Alles Physik! Folge 18: Kaffee kochen mit Radarpistole

Aeneas Rooch neben einer Mikrowelle mit einer Kaffeetasse in der Hand.

Alles Physik! Folge 18: Kaffee kochen mit Radarpistole

Eine Radarpistole zur Geschwindigkeitsmessung arbeitet mit elektromagnetischer Strahlung. Eine Mikrowelle auch. Könnte man also mit einer Radarpistole eine Tasse Kaffee erhitzen?
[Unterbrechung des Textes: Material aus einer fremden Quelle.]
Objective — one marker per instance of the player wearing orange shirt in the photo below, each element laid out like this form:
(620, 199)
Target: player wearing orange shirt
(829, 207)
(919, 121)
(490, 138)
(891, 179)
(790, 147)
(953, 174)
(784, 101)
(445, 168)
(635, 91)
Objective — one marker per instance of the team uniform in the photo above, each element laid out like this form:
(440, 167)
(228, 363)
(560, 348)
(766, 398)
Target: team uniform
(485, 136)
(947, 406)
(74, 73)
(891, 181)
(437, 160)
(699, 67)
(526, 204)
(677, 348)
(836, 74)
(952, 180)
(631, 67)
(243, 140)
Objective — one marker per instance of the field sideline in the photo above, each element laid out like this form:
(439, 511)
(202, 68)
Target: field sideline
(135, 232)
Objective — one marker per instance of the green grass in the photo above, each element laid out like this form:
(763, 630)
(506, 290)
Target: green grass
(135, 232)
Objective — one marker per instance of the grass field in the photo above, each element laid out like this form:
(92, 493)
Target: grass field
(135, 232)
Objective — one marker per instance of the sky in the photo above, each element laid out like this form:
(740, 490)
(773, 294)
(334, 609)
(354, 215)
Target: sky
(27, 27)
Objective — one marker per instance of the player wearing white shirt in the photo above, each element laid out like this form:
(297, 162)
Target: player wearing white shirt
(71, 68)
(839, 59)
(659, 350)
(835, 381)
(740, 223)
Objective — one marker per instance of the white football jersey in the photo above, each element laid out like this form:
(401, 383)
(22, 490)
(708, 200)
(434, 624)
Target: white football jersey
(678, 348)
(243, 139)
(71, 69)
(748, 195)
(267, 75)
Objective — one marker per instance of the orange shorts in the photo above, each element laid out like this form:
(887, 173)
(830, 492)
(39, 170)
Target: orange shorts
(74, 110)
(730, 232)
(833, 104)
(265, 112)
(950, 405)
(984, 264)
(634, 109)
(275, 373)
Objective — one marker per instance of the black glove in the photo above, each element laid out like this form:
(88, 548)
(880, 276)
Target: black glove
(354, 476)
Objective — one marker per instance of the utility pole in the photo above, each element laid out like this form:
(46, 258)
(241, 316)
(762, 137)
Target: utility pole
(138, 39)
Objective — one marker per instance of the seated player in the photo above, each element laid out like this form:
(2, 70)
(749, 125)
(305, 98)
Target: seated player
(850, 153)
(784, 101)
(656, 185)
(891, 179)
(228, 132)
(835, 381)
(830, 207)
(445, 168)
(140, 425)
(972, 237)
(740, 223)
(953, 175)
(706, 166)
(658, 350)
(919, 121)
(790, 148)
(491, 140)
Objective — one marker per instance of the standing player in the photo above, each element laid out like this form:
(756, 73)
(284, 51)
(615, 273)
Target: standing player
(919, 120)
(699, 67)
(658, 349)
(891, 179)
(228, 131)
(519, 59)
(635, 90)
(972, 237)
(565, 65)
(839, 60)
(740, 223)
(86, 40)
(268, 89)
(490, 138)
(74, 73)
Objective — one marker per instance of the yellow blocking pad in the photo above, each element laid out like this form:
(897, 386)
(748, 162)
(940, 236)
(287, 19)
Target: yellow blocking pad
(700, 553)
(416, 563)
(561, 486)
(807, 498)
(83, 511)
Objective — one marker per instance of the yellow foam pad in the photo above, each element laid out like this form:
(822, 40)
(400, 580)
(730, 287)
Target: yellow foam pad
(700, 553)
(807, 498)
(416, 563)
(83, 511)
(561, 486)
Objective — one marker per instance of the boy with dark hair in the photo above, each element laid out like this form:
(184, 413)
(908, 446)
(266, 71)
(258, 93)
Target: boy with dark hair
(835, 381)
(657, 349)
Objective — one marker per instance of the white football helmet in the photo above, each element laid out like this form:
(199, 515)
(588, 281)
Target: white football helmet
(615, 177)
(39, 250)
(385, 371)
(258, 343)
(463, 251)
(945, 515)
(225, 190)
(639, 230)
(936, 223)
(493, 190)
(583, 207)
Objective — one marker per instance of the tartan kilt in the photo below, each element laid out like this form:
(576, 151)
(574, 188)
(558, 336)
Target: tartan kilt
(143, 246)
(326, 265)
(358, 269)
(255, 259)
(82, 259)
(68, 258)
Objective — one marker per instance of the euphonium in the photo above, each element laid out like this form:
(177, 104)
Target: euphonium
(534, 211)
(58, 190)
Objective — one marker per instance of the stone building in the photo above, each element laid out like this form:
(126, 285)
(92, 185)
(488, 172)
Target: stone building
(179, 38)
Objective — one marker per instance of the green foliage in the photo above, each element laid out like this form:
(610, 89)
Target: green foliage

Eine Mikrowelle macht Kaffee heiß, indem sie Wassermoleküle zum Schwingen bringt. Denn Wassermoleküle sind asymmetrisch gebaut, auf der einen Seite sind sie leicht negativ geladen, auf der anderen leicht positiv, und damit sind sie ein sogenannter elektrischer Dipol und richten sich im elektrischen Feld der Mikrowelle aus.

Das Feld ändert rund fünf Milliarden Mal pro Sekunde seine Richtung, die Wassermoleküle drehen sich jedes Mal mit, und durch diese Bewegung wird Wärme erzeugt. Die elektromagnetische Strahlung in der Mikrowelle ist genau auf Wassermoleküle abgestimmt. Die Strahlung einer Radarpistole ist hingegen nicht genau auf Wassermoleküle abgestimmt, sie hat eine andere Wellenlänge, deshalb klappen sie nicht so gut um, wie im Takt der Mikrowellenstrahlung.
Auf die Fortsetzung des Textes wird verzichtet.